Go beyond those two big names, and the movie gets better still. Since we’re exploring the "Jeopardy" category of “forgotten movie genres of the ‘50s,” Alden Ehrenreich, a supremely talented 26-year-old actor who’s been waiting for his big break — you might have seen him in “Stoker” or “Beautiful Creatures,” but probably not — plays an irresistible “singing cowboy” star named Hobie Doyle. The Coens pull off the same trick with Hobie as with the tap-dancing sailors: At first he seems like an ignorant rube with an Okie accent, who has been hopelessly miscast in a Lubitsch-style sex farce directed by a foppish European called Laurence Laurentz (Ralph Fiennes, coming as close to playing Lord Voldemort again as he ever will). But that too gets turned upside down: Hobie is both sincere and talented, and his musical “Lazy Ol’ Moon” looks a lot more fun than Laurentz’s third-rate imitation of Oscar Wilde or Noel Coward.

And I haven’t even gotten to Eddie Mannix, the strangely heroic and self-sacrificing studio executive played by Josh Brolin. Amid all the more obvious levels of inversion and subversion and satire at work in “Hail, Caesar!” Eddie may be the most extraordinary of all. Has any movie about Hollywood, ever, depicted a studio boss as a selfless and idealistic figure, and explicitly compared him to Jesus Christ? Only the Coens, I suspect, could come up with such a peculiar and brilliant counter-narrative.

If you think I’m kidding about the Christ part, or if you suspect the Coens would only employ a devout Catholic protagonist as an object of scorn and derision, well, I’m totally not and they actually wouldn’t. Not because the Jewish brothers from St. Louis Park, Minnesota (setting of “A Serious Man,” their most autobiographical and most Jewish film), are all that interested in Roman Catholic faith as such. But it presents an intriguing narrative challenge, and mockery is way too easy. The first shot of the film (if I remember correctly) is the image of Christ on the cross, above the altar where Eddie makes confession — every single day. Even Eddie’s priest tells him that it’s way too often and that his sins barely register, and that’s about as snarky as the movie gets on that issue.

Baird Whitlock’s mysterious disappearance from the set of “Hail, Caesar!” — at first attributed to a daylong bender, or a “chippie” in some hotel room — is the biggest problem Eddie faces on the soundstages and back lot of Capitol Pictures. But not the only one. Laurentz despises Hobie; the Esther Williams-style water ballet star played by Scarlett Johansson (really just a cameo) is having a baby with no visible dad; the twin Hedda Hopper-style gossip columnists played by Tilda Swinton have gotten their fangs into an ancient Baird Whitlock scandal about how he got the leading role in a notorious picture called “On Wings of Eagles.” (Whose title, when uttered aloud, is always accompanied by a distant cawing sound.) And Eddie himself is being courted for a lucrative job in the aircraft industry. As the recruiter for Lockheed observes, reasonably enough: “What’s gonna happen to the pictures when everybody buys a television set?”

I’m not super religious when it comes to spoilers (or when it comes to religion), but it wouldn’t be fair to tell you much about Baird’s kidnapping or what it’s all about.
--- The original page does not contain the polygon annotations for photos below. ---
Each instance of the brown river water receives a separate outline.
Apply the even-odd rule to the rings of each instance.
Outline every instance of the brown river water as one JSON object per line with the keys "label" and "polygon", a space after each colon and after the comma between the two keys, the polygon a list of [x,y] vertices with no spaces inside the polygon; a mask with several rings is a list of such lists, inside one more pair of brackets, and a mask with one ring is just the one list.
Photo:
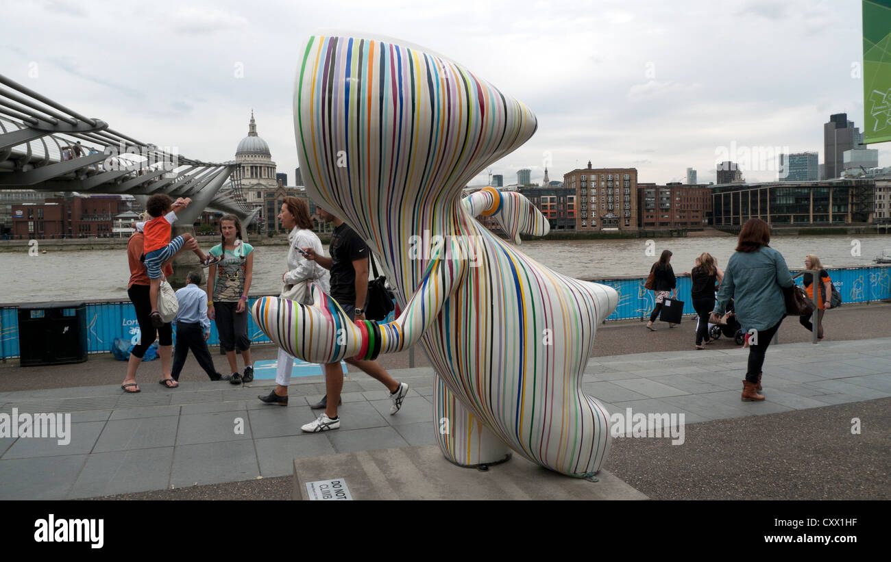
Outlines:
{"label": "brown river water", "polygon": [[[216,244],[216,241],[214,242]],[[202,245],[208,250],[213,244]],[[644,277],[663,250],[671,250],[675,273],[690,271],[694,260],[708,252],[723,268],[733,253],[736,237],[731,236],[621,240],[569,240],[524,242],[519,250],[564,275],[581,279]],[[891,248],[891,236],[774,237],[771,245],[779,250],[790,269],[804,267],[805,256],[817,255],[825,267],[870,265],[883,249]],[[206,246],[206,247],[205,247]],[[251,294],[277,293],[285,268],[287,246],[260,246],[254,258]],[[859,250],[859,252],[858,252]],[[327,248],[326,248],[327,251]],[[102,299],[127,301],[129,270],[124,248],[94,251],[54,251],[29,255],[21,252],[0,253],[0,302]]]}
Except — I can’t help myself! — that Herbert Marcuse is involved, and that I believe he is the only real-world individual to be named and portrayed in this movie. If you’re already laughing about that you’re in good shape, but if you don’t know who that is it totally does not matter. (On the other hand, if you’re warming up your blogging fingers for an irate diatribe about how this movie’s portrayal of Hollywood leftism is scurrilous, neo-McCarthyite slander, you’re on your own.) “Hail, Caesar!” is the only movie anyone will ever make that features both Marcuse and Saul of Tarsus as characters, along with a scene that perfectly captures the look and feeling of late Stalinist Soviet propaganda films. Apparently Dolph Lundgren plays a submarine captain, though I’m not going to tell you where he comes in or how, and I didn’t know that until I read through the credits. Dolph Lundgren, uncredited, at the helm of the Red October. This movie is exactly that great.


By Andrew O'Hehir

Andrew O'Hehir is executive editor of Salon.